Detective Sergeant Graham and I were both wrapped up in coats and scarves as we stood on the towpath next day and watched scenes of crime officers in paper suits go over the blackened wreck of the boat. Our breath steamed the frosty air as I waited for Graham to speak. But for a while he seemed content to let me stew. His expression was more worried than ever, and his face was pale with cold under his stubble.

‘Did nobody see anything?’ I asked at last.

He gave me an impatient glower. ‘The couple who pulled you out of the water saw nobody. And the lady in the next house over there only remembers you, Mr Buckley. The same neighbour who told us you’d visited Ash Lodge previously.’

‘Mrs Wentworth.’

‘That’s the lady’s name.’

‘Yes, you know perfectly well I visited Ash Lodge. I didn’t deny it. I came to see Samuel Longden, but he wasn’t here.’

‘Remind me, was that before or after the time you were supposed to meet him in Lichfield market square?’

‘Before, obviously. Afterwards—’

‘Afterwards, he was dead. Of course. You seem to have had bad luck trying to meet up together. But looking for him on his boat nearly three weeks after his death seems a bit desperate, sir.’

I gritted my teeth to prevent myself from getting angry at the insinuations. I wasn’t in the best of moods. As far as I was concerned, I’d been brained with a windlass and then almost burned to death before nearly drowning in the canal. Was it too much to expect a bit of sympathy?
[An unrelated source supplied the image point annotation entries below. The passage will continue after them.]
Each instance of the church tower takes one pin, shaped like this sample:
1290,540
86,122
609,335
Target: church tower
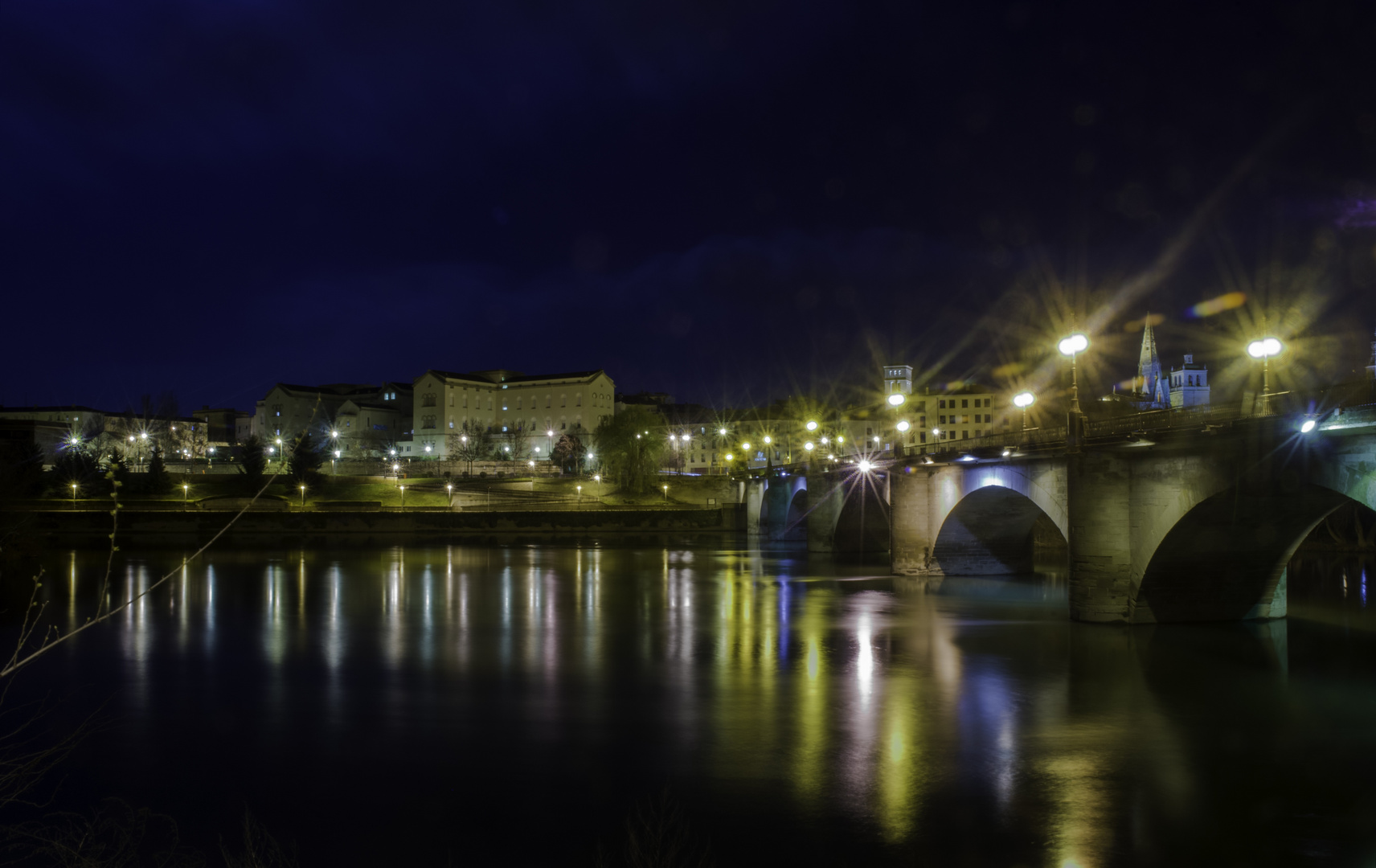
1371,369
1149,371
It was the owners of Rose Marie, moored further along the bank, who’d come to my rescue with a life belt and a boat hook. Having dragged me to the towpath side and onto solid ground, they’d tried to persuade me to go to hospital for treatment. But apart from a few minor burns and scratches, the worst injury was the gash in my scalp where the windlass had hit me, and the raging headache it had left me with.

In another few minutes, I might have yielded to common sense and gone for a check-up. But the policeman who’d turned up with the fire brigade had been interested only in getting my name and address and my garbled version of events. He’d questioned me suspiciously as I sat and shivered in front of the stove on Rose Marie, wrapped in a blanket.

In the end, the policeman’s attitude had made me feel so angry that I could think of nothing else except sneaking off to collect the package which I’d dropped in the long grass on the far bank, and which I desperately hoped might contain something that would give me a clue why all this was happening. Only when I’d done that, I thought, would I feel able to get off home to a couple of paracetamols and a warm bed.

But it had been hours before I was able to get away. I’d been forced to stay and watch while the firemen performed the futile and ironic task of pouring water into a boat, a paramedic patched up my wounds, and my new boater friends had hunted round to find me some dry clothes. Even after the firefighters and the police had left, I’d waited in my car until I was sure that the Rose Marie people were settled down for the night. Then I’d walked along the towpath to the nearest footbridge, a quarter of a mile along the canal, before I could work my way along the edge of the fields and locate my package — a soaking mess in the grass.

By then, I’d been nearly blind with weariness and pain. I’d driven back to Lichfield in a stupor, like someone drugged. A few hours later, I’d woken up lying on my bed in my clothes, soaked in sweat and stiff with bruising, whimpering with terror — only to be called back to the scene and forced to explain myself all over again to DS Graham on a freezing canal bank.